In a concession to objections from HSBC management, Ping An has proposed listing the bank’s Hong Kong arm as a separate publicly traded company, while allowing HSBC to retain a majority stake.

Even then, the bank said it was not convinced. That stance was backed by shareholder advisory firms that advise investors on how to vote in corporate elections. One of them, Institutional Shareholder Services, cited a “lack of detailed justification consistent with the implications of the proposal” in recommending rejection of the plan.

Days before the annual meeting on Friday, HSBC’s first-quarter earnings report probably garnered more support from other investors. The lender said its earnings beat investors’ expectations: After-tax profit more than tripled from a year ago, to $11 billion, thanks to higher interest income and one-time accounting gains.

“It’s hard to find holes” in the results, Perlie Mong, a research analyst at Keefe, Bruyette & Woods, said in a telephone interview. “It’s a very strong rhythm.”

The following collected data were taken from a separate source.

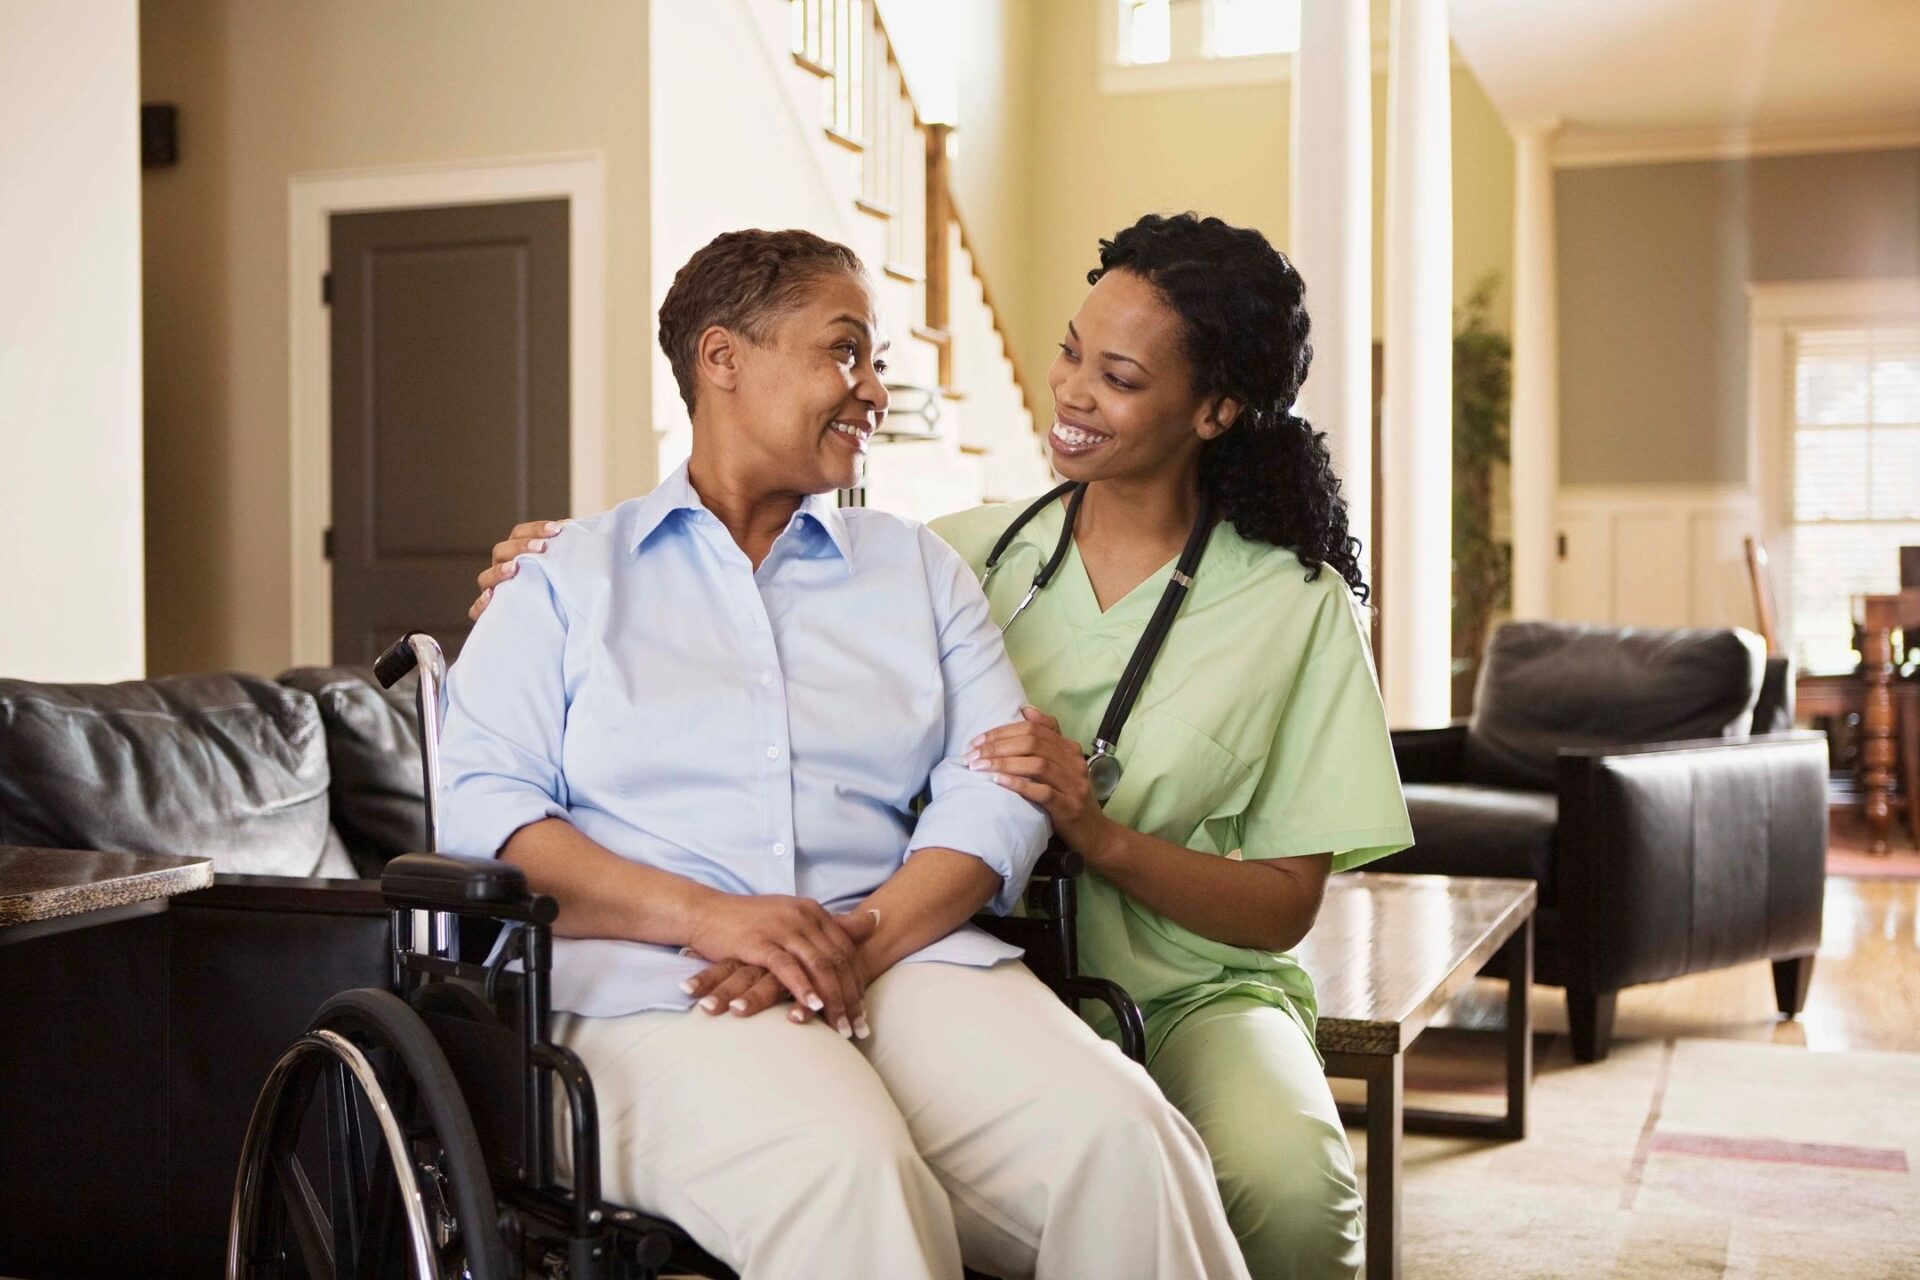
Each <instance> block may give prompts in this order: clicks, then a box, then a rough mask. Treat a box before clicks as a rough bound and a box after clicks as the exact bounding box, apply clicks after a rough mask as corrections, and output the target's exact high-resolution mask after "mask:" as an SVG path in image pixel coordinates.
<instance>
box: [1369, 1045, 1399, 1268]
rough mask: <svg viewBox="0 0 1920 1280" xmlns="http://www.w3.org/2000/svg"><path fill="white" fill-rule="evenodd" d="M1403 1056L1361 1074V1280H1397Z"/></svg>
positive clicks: (1388, 1057) (1378, 1059) (1391, 1057)
mask: <svg viewBox="0 0 1920 1280" xmlns="http://www.w3.org/2000/svg"><path fill="white" fill-rule="evenodd" d="M1405 1061H1407V1059H1405V1055H1404V1054H1394V1055H1390V1057H1386V1055H1382V1057H1375V1059H1373V1061H1371V1063H1369V1065H1371V1067H1373V1071H1369V1075H1367V1280H1400V1132H1402V1130H1400V1123H1402V1115H1400V1109H1402V1105H1404V1094H1402V1088H1404V1080H1405V1075H1404V1067H1405Z"/></svg>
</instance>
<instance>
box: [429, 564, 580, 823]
mask: <svg viewBox="0 0 1920 1280" xmlns="http://www.w3.org/2000/svg"><path fill="white" fill-rule="evenodd" d="M564 735H566V610H564V606H563V603H561V599H559V595H557V593H555V589H553V581H551V580H549V578H547V572H545V568H543V566H541V564H540V562H538V560H534V558H530V557H522V558H520V570H518V574H516V576H515V578H511V580H507V581H503V583H501V585H499V587H495V589H493V603H492V604H490V606H488V610H486V614H482V616H480V622H478V624H476V626H474V631H472V635H468V637H467V645H465V647H463V649H461V658H459V662H455V664H453V672H451V674H449V676H447V722H445V729H444V731H442V739H440V764H442V779H444V783H442V806H440V842H442V848H444V850H445V852H449V854H468V856H474V858H493V856H497V854H499V850H501V846H503V844H505V842H507V839H509V837H511V835H513V833H515V831H518V829H520V827H524V825H528V823H534V821H540V819H543V818H566V775H564V771H563V768H561V762H563V739H564Z"/></svg>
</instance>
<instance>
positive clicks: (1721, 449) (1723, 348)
mask: <svg viewBox="0 0 1920 1280" xmlns="http://www.w3.org/2000/svg"><path fill="white" fill-rule="evenodd" d="M1553 200H1555V217H1557V240H1559V244H1557V248H1559V334H1561V361H1559V368H1561V482H1563V484H1642V482H1697V484H1726V482H1732V484H1738V482H1745V480H1749V476H1747V330H1749V320H1747V284H1749V282H1757V280H1820V278H1843V276H1920V150H1903V152H1851V154H1839V155H1780V157H1768V159H1753V161H1699V163H1668V165H1624V167H1611V169H1565V171H1561V173H1559V175H1555V192H1553Z"/></svg>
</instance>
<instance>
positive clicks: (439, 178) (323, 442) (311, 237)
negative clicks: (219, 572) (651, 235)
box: [286, 152, 607, 664]
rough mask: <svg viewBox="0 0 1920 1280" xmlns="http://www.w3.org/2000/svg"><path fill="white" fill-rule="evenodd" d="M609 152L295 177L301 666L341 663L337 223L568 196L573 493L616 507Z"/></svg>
mask: <svg viewBox="0 0 1920 1280" xmlns="http://www.w3.org/2000/svg"><path fill="white" fill-rule="evenodd" d="M605 169H607V165H605V159H603V157H601V154H599V152H586V154H566V155H541V157H526V159H484V161H470V163H468V161H459V163H444V165H407V167H392V169H355V171H344V173H342V171H334V173H300V175H294V177H292V178H288V184H286V209H288V236H286V242H288V255H286V282H288V288H286V296H288V342H290V349H288V428H290V468H292V501H290V505H288V512H290V524H292V562H290V566H288V568H290V581H292V603H294V610H292V631H294V662H296V664H326V662H330V660H332V566H330V564H328V562H326V557H324V555H323V537H324V532H326V526H328V522H330V520H332V401H330V376H328V374H330V368H332V349H330V342H332V340H330V332H328V322H326V305H324V303H323V299H321V276H323V274H324V273H326V263H328V219H330V217H332V215H334V213H353V211H365V209H424V207H438V205H467V203H497V201H509V200H561V198H564V200H566V201H568V225H566V234H568V326H570V332H568V378H570V401H568V447H570V468H568V472H570V474H568V497H570V510H599V509H601V507H605V505H607V200H605V190H607V178H605Z"/></svg>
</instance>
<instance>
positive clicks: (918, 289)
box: [751, 0, 1052, 520]
mask: <svg viewBox="0 0 1920 1280" xmlns="http://www.w3.org/2000/svg"><path fill="white" fill-rule="evenodd" d="M751 2H753V4H755V6H766V8H762V13H766V15H770V17H772V15H778V10H780V8H785V19H787V31H785V36H787V54H789V56H791V65H793V71H791V73H789V75H787V77H785V79H789V81H791V90H793V94H795V100H797V109H801V111H818V123H820V138H822V140H824V142H826V146H824V148H820V157H822V163H824V171H826V177H828V184H829V186H831V188H837V190H839V192H841V196H839V198H843V200H845V207H847V209H849V213H851V219H849V223H847V226H849V232H851V234H849V236H847V242H849V244H851V246H852V249H854V251H856V253H860V257H862V259H864V261H866V263H868V269H870V273H872V274H874V278H876V288H877V290H879V305H881V322H883V324H885V326H887V328H889V330H891V332H893V342H895V345H893V353H891V368H889V372H887V382H889V388H893V413H891V415H889V424H887V426H889V430H891V432H895V434H897V439H891V441H876V445H874V449H872V453H870V457H868V468H866V489H864V501H866V503H868V505H870V507H881V509H885V510H895V512H900V514H906V516H912V518H916V520H927V518H931V516H937V514H945V512H948V510H960V509H964V507H972V505H977V503H981V501H1006V499H1018V497H1025V495H1029V493H1039V491H1041V489H1044V487H1046V486H1048V484H1050V482H1052V472H1050V468H1048V464H1046V453H1044V445H1043V443H1041V438H1039V436H1037V434H1035V409H1037V405H1035V403H1033V391H1035V388H1031V384H1025V382H1023V380H1021V378H1020V370H1016V367H1014V361H1012V349H1010V345H1008V342H1006V338H1004V332H1002V328H1000V320H998V315H996V311H995V307H993V301H991V297H989V294H987V284H985V280H981V276H979V269H977V265H975V261H973V251H972V248H970V242H968V236H966V228H964V226H962V225H960V217H958V213H956V209H954V205H952V194H950V188H948V169H947V165H948V150H950V148H948V134H950V130H952V127H950V125H939V123H925V121H924V119H922V117H920V111H918V109H916V107H914V100H912V96H910V92H908V88H906V81H904V77H902V73H900V61H899V58H897V54H895V48H893V42H891V40H889V38H887V29H885V25H883V23H881V19H879V12H877V10H876V6H874V0H751ZM762 21H764V19H762ZM927 405H931V407H933V411H935V413H937V426H929V424H927V420H925V416H924V415H922V413H916V411H922V409H925V407H927ZM910 436H922V438H910Z"/></svg>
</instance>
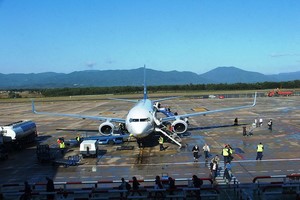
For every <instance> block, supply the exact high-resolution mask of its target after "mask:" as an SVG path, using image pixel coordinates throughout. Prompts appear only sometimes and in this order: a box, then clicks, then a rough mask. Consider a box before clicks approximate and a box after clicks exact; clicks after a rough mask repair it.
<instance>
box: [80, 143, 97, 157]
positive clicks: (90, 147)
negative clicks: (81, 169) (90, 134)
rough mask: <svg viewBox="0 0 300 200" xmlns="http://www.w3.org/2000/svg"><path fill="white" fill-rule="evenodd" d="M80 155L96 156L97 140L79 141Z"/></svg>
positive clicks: (87, 156) (95, 156) (88, 156)
mask: <svg viewBox="0 0 300 200" xmlns="http://www.w3.org/2000/svg"><path fill="white" fill-rule="evenodd" d="M79 151H80V154H81V155H82V157H97V155H98V142H97V140H84V141H82V142H81V143H80V147H79Z"/></svg>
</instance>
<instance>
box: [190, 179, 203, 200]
mask: <svg viewBox="0 0 300 200" xmlns="http://www.w3.org/2000/svg"><path fill="white" fill-rule="evenodd" d="M192 180H193V185H194V187H195V188H201V186H202V185H203V181H202V180H201V179H200V178H198V177H197V176H196V175H193V178H192ZM195 195H196V199H201V196H200V190H196V191H195Z"/></svg>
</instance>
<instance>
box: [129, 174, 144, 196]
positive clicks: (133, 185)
mask: <svg viewBox="0 0 300 200" xmlns="http://www.w3.org/2000/svg"><path fill="white" fill-rule="evenodd" d="M139 187H140V183H139V182H138V181H137V179H136V177H135V176H134V177H132V190H133V191H132V193H131V196H134V194H135V192H137V193H138V194H139V195H140V196H142V194H141V192H140V191H139Z"/></svg>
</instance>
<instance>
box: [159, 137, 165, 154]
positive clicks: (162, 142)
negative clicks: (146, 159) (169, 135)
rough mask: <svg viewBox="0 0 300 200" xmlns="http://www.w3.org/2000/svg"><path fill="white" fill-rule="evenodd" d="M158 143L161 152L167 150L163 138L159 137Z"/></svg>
mask: <svg viewBox="0 0 300 200" xmlns="http://www.w3.org/2000/svg"><path fill="white" fill-rule="evenodd" d="M158 143H159V149H160V151H163V150H165V148H164V138H163V137H162V136H160V137H159V139H158Z"/></svg>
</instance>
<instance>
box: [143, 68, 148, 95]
mask: <svg viewBox="0 0 300 200" xmlns="http://www.w3.org/2000/svg"><path fill="white" fill-rule="evenodd" d="M145 99H148V94H147V85H146V65H144V100H145Z"/></svg>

Of more significance to anxious shareholders was HSBC’s commitment to buy back up to $2 billion of its shares, a move to help boost the share price, and to resume paying a quarterly dividend for the first time since 2019. The director The bank’s executive, Noel Quinn, suggested that the lender could return more money to investors, citing the results as evidence of a winning strategy.

“I think our first-quarter results reinforce our recommendations and demonstrate that our current strategy is the fastest and surest way to improve returns,” Quinn told analysts on Tuesday.

In a statement, Ping An said the positive results were the result of accounting measures and interest rate increases, saying it still supported shareholder proposals.